The safety and scientific validity of this study is the responsibility of the study sponsor and investigators. Listing a study does not mean it has been evaluated by the U.S. Federal Government. Read our disclaimer for details. Identifier: NCT00088543
Recruitment Status : Completed
First Posted : July 30, 2004
Last Update Posted : March 18, 2015
Information provided by (Responsible Party):
Sanofi ( Genzyme, a Sanofi Company )

Brief Summary:

This study involves the use of a drug called Thymoglobulin, which is approved in the USA to treat kidney transplant rejection and in Canada to treat and to prevent kidney transplant rejection. Thymoglobulin is not approved for the treatment or prophylaxis of graft versus host disease in bone marrow transplantation. This study is to evaluate two (2) doses of Thymoglobulin and its safety and effectiveness when used with a "myeloablative" conditioning regimen prior to receiving a stem cell transplant (also called bone marrow transplantation) from a matched, related donor.

A myeloablative regimen is typically composed of chemotherapy and radiation and destroys the subject's existing bone marrow.

Subjects meeting all inclusion and exclusion criteria and who have a relative with matching (genetically similar) stem cells who are also willing to donate them (i.e. matched-related-donor) are eligible to participate in this study. Following myeloablative therapy, the donor's cells are then transplanted (i.e. infused) into the subject's blood stream.

One of the most common complications of this type of transplant is graft-versus-host disease (GvHD). This is a condition where the transplanted donor cells attack the transplant recipient's body. Treatments, such as cyclosporine, are used to minimize the risk of GvHD following stem cell transplantation.

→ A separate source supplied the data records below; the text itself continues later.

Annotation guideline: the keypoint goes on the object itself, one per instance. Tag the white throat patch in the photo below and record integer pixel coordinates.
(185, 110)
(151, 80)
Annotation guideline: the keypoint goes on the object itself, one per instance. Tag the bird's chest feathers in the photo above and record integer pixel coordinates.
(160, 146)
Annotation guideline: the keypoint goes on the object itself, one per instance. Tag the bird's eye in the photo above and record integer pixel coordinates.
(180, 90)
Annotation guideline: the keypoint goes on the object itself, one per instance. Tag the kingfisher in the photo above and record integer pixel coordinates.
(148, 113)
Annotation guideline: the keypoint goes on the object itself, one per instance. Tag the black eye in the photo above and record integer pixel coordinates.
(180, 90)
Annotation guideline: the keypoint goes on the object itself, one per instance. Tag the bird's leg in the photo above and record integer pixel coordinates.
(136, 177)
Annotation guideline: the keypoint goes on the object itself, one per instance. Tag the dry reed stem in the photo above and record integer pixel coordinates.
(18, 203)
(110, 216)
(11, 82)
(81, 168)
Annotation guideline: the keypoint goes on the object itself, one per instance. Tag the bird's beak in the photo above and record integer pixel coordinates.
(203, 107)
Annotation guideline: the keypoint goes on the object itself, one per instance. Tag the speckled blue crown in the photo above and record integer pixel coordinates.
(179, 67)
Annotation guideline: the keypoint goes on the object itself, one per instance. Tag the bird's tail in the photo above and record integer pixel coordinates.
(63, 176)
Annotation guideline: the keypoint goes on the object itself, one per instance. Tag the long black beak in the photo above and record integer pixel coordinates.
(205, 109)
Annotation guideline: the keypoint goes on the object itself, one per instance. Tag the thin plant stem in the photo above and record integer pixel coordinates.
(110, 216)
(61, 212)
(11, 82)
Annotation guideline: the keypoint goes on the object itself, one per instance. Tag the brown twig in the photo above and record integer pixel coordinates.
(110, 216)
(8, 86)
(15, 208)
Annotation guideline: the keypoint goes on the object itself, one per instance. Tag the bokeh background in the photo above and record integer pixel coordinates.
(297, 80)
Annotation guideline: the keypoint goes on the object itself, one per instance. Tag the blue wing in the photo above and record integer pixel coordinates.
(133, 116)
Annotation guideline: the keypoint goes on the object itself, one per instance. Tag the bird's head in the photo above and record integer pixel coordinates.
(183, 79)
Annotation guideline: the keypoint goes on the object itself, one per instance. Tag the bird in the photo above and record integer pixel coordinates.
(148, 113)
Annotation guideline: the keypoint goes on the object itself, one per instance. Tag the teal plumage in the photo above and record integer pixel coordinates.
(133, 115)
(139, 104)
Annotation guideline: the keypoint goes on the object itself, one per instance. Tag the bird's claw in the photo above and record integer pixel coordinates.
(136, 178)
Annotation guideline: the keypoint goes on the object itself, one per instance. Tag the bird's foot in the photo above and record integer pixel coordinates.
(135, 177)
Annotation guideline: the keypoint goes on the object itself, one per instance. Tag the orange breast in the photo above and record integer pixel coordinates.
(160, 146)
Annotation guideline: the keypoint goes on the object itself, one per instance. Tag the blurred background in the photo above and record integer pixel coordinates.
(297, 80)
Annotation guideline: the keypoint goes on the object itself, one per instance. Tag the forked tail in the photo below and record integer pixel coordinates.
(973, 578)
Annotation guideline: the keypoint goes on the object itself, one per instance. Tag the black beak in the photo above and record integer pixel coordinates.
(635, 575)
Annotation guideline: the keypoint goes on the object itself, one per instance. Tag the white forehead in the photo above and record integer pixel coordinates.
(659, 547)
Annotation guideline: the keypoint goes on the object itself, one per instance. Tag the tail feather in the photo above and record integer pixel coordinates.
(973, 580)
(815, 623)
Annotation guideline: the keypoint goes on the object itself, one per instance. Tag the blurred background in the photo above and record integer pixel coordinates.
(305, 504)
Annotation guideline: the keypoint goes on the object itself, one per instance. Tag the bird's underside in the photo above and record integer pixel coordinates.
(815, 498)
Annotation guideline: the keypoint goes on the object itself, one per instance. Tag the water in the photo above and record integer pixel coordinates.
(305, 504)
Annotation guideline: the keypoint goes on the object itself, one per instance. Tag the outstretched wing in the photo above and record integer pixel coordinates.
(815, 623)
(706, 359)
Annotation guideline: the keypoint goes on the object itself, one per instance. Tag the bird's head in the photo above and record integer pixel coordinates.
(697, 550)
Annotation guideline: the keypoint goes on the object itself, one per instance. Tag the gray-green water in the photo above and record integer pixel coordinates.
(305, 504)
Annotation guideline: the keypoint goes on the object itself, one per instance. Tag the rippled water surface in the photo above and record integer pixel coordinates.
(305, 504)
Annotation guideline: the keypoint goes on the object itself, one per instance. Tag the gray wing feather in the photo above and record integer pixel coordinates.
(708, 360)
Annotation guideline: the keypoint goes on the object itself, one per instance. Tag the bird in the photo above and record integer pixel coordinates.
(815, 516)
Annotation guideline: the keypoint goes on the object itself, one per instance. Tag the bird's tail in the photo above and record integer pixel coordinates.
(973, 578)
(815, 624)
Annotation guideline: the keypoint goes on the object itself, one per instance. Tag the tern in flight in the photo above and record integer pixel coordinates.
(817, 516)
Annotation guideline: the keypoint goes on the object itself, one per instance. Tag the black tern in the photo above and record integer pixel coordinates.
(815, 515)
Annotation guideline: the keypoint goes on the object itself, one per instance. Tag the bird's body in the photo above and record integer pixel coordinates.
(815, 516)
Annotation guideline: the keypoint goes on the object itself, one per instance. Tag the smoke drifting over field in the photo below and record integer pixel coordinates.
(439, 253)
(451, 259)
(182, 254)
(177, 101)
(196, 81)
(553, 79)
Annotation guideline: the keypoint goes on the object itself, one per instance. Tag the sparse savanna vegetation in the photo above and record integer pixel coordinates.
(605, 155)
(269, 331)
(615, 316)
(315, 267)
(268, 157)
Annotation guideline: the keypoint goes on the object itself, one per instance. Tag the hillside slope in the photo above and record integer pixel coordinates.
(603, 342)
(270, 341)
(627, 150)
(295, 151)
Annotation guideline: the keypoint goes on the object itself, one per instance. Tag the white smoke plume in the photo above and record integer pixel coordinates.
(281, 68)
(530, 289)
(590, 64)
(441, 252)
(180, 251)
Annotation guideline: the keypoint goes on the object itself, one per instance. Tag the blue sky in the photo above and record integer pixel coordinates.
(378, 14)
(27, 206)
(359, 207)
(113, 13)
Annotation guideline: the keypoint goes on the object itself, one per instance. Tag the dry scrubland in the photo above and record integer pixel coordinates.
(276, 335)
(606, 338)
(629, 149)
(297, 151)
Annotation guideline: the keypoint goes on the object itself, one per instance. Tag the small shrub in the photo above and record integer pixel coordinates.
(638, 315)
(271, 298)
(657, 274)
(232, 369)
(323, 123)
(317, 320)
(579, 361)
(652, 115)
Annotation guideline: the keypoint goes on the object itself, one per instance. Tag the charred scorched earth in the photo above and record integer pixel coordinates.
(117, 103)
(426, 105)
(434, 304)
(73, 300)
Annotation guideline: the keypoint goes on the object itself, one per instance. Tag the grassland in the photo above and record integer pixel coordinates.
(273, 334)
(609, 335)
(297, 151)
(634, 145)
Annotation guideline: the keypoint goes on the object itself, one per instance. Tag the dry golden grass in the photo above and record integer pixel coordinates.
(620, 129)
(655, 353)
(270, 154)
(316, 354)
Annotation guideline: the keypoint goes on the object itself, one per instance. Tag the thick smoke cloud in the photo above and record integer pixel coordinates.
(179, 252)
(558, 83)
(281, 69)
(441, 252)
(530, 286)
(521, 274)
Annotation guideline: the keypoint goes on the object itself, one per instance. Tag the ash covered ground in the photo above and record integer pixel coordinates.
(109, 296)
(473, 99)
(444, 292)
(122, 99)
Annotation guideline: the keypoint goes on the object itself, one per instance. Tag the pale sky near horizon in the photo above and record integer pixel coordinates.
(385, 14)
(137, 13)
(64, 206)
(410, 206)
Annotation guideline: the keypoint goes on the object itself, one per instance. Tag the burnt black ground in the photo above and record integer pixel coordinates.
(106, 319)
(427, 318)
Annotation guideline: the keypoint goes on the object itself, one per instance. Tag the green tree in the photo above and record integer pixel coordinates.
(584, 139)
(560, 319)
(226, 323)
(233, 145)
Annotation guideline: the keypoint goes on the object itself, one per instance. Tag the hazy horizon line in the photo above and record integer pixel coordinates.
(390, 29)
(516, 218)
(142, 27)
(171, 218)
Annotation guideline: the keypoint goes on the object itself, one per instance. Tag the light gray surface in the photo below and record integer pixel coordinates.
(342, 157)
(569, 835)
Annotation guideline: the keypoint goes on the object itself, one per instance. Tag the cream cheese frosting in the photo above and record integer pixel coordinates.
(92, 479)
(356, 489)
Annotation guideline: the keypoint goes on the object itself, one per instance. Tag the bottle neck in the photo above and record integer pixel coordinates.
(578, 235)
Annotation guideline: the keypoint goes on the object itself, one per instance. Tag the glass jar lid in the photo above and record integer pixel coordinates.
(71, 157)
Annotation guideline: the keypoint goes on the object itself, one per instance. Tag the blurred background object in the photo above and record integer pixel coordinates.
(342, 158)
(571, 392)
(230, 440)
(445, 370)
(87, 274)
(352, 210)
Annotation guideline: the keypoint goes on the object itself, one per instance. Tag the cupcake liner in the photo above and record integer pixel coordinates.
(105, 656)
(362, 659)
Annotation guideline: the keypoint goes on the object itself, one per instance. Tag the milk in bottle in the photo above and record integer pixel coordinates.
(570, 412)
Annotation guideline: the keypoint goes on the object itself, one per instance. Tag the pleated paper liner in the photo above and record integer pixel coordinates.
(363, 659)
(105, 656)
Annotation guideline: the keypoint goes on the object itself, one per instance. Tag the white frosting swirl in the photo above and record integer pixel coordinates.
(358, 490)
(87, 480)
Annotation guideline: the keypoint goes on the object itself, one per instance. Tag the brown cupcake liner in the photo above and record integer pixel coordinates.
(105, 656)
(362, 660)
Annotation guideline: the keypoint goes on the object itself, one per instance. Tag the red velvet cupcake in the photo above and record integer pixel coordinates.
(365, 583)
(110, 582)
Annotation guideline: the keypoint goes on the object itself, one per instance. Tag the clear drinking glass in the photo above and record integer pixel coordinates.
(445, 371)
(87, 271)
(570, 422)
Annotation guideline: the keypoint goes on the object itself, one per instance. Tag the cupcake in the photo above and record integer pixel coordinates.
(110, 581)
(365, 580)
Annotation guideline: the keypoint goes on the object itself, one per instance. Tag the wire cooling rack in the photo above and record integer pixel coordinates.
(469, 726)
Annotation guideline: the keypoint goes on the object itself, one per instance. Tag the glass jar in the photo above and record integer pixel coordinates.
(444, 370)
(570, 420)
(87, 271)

To enter this study, subjects must be having a matched-related donor stem cell transplant. If a subject qualifies for entry into this study, he/she will be assigned to receive Thymoglobulin at a dose of 4.5 mg/kg or 8.5 mg/kg. The treatment assignment is random and is not chosen by the subject or their physician.

Subjects are admitted to the hospital for the transplant procedure and are treated with Thymoglobulin over 3-5 days just prior to receiving the donor stem cells. The subject will also receive standard GvHD prophylaxis with cyclosporine. Methotrexate, which is commonly used by transplant centers to minimize the risk of GvHD, will not be used in this study.

Subjects will be monitored during treatment with Thymoglobulin and during the transplant hospitalization. Additional subject monitoring occurs at month 1, 100 days and 6 months following the transplant.

Approximately 60 study subjects from approximately 14 transplant centers in the United States and Canada will be enrolled.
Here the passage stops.